2 Do you have any friends in your country of birth, nationality or any other country where you have lived for more than 5 years?
Answered yes and I listed only 05 of my friends, the ones from university and work whom I still keep in contact. RE. details askes how I met them and how I keep in contact with them, I’ve put through Whatsapp as well.

3 Are you part of any social groups or do you have other cultural ties in your country of birth, nationality or any other country where you have lived for more than 5 years?
I was really not sure about what to respond as if I put no, the next was asking to give reasons why not. I answered yes, saying that I am a catholic and that I continue to go to Catholic church here in the UK. Do you think this is enough? I don’t really know what they mean with this question…

4 There is a question asking if me and my husband have children together. We have a son, born last year. It doesn’t ask for any other details about our child, should I include documents related to him like his passport, child benefit letter, letter from GP, classes I attend with him? 

5 How long has your partner lived in the UK? 
I’ve put the years since his birth 41 yrs and 4 months but he has lived abroad for about 9 years, should I leave it as he never lived abroad? There is no option to add any comments, just the years and months and I am not sure why it asked this question as he is a British citizen from birth. 
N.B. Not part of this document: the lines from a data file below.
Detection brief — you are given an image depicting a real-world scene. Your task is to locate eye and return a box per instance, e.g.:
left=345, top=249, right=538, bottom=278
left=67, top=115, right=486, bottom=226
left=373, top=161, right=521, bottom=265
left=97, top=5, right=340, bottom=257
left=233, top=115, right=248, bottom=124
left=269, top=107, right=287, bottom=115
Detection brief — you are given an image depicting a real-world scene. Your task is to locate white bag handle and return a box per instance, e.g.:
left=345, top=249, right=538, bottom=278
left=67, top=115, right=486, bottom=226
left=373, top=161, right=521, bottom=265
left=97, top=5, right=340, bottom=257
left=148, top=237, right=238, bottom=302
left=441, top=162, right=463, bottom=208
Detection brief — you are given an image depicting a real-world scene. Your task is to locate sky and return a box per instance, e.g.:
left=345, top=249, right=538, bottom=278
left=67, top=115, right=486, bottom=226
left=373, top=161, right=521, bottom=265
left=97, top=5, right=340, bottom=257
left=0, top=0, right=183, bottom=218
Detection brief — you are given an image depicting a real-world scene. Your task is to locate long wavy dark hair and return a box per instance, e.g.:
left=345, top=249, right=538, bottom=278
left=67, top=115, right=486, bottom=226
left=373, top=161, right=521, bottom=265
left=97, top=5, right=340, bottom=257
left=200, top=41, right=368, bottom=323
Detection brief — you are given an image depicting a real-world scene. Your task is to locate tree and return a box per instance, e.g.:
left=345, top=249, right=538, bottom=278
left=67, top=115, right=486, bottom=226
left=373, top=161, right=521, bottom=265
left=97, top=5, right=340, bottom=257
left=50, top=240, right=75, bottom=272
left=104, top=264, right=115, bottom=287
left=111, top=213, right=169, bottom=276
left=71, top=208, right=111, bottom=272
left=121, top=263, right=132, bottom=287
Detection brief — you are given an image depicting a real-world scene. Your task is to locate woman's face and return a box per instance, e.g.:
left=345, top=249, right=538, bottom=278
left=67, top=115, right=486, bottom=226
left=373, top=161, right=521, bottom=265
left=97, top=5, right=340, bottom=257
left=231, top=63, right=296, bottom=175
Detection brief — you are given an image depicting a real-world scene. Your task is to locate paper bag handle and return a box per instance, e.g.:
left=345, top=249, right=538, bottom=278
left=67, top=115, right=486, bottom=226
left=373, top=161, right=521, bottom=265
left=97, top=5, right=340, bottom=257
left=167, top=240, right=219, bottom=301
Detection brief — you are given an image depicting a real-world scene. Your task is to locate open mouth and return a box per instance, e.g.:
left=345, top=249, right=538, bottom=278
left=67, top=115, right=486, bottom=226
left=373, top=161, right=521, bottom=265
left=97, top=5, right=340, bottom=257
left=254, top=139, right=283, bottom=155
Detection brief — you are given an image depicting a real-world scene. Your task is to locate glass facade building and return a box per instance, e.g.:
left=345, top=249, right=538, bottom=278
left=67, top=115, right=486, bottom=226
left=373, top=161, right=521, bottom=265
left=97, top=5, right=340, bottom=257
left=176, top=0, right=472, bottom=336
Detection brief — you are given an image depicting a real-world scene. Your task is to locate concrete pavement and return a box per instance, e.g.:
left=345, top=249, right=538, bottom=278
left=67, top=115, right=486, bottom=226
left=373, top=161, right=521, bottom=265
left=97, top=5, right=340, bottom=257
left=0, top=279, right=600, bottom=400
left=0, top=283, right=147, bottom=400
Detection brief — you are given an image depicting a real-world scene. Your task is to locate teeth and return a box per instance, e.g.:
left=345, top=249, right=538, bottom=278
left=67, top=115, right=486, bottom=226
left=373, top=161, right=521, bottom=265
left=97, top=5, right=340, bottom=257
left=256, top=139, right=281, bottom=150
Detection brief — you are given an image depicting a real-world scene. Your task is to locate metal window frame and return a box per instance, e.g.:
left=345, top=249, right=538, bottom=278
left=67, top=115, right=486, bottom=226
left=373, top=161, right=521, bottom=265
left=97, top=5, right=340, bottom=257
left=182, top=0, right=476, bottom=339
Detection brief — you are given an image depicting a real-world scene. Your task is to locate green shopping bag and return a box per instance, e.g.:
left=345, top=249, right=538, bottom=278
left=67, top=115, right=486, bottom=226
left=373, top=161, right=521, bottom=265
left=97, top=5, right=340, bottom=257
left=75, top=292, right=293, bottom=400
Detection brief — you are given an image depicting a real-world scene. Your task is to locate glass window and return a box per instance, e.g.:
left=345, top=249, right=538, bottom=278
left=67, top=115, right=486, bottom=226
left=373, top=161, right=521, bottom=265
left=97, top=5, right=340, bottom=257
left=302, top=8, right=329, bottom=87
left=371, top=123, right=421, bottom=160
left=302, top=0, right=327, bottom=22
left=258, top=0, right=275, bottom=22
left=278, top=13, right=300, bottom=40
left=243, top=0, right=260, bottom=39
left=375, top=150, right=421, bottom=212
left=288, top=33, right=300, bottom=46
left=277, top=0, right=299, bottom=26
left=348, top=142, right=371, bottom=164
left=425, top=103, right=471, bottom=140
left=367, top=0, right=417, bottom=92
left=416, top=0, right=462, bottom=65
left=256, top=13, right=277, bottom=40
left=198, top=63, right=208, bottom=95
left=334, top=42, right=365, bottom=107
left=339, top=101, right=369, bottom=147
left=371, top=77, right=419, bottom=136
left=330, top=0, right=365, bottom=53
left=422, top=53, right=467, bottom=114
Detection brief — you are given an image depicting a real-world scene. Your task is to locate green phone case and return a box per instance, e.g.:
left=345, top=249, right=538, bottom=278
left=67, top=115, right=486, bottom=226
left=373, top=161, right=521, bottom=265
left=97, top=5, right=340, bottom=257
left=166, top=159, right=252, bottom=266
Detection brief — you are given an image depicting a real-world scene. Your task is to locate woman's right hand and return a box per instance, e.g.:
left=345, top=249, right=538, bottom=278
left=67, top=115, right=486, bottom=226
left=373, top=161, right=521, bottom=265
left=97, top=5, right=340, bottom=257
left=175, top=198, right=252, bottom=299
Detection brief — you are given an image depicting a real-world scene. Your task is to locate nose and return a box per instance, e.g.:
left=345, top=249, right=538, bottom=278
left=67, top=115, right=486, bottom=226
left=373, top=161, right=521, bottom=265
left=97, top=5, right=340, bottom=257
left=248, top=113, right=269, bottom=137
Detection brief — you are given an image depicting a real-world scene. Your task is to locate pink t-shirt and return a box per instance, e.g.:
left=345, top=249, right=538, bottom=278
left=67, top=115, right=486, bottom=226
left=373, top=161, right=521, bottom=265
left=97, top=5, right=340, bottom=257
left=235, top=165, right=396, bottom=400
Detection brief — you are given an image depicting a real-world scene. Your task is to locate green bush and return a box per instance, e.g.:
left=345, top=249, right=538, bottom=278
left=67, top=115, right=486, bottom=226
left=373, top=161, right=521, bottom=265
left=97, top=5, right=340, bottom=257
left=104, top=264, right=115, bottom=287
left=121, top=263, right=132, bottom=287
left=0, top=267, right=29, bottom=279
6 Do you have any other reasons for wanting to stay in the UK?
I answered yes.
Explain your other reasons and say what documents you will provide to support your claim: I answered: I have a child who is a UK citizen, he was born on 02 May 2017. I am his main carer as my husband works full time.
I am not 100% sure about this question as to me it is a bit obvious that if I am applying for a visa in this category (partner) and if now we have a child together that is a British Citizen, that is my main reason for wanting to stay. Should I answer no, or keep this answer as it is?

7 It doesn’t ask for proof of continuous residency in the UK for the last 5 years. Should I mention it in my cover letter and send documents related to this period?

8 I took another English exam at Trinity College level B1 grade 5, am I right to think I don't need to send the certificate? Only the SELT unique reference number included with the application is ok? 

9 If I want to change my surname to include my husband's surname after the ILR would it be a difficult thing to do?

Thanks in advance for any help with these doubts.

Gisele.


----------



## clever-octopus (May 17, 2015)

I'm not going to comment on the questions regarding your personal ties to your home country and the UK. Just answer the questions as best you can.

Yes you should provide the child's passport and GP letter

5 - Your answer is fine as-is

7 - Provide evidence of any absences from the UK more than 6 months. It is best if you can attach a schedule showing your absences from the UK over 5 years.

8 - You do need to provide the certificate

9 - Not very difficult, but you will have to apply for a new BRP if your name changes in your passport


----------



## Kbatra (Jan 19, 2019)

Hi Gisele
Did you manage to get an answer to your question number 3?
I am about to fill the form and submit, and stuck on the same query.
Thanks, Kanchan


----------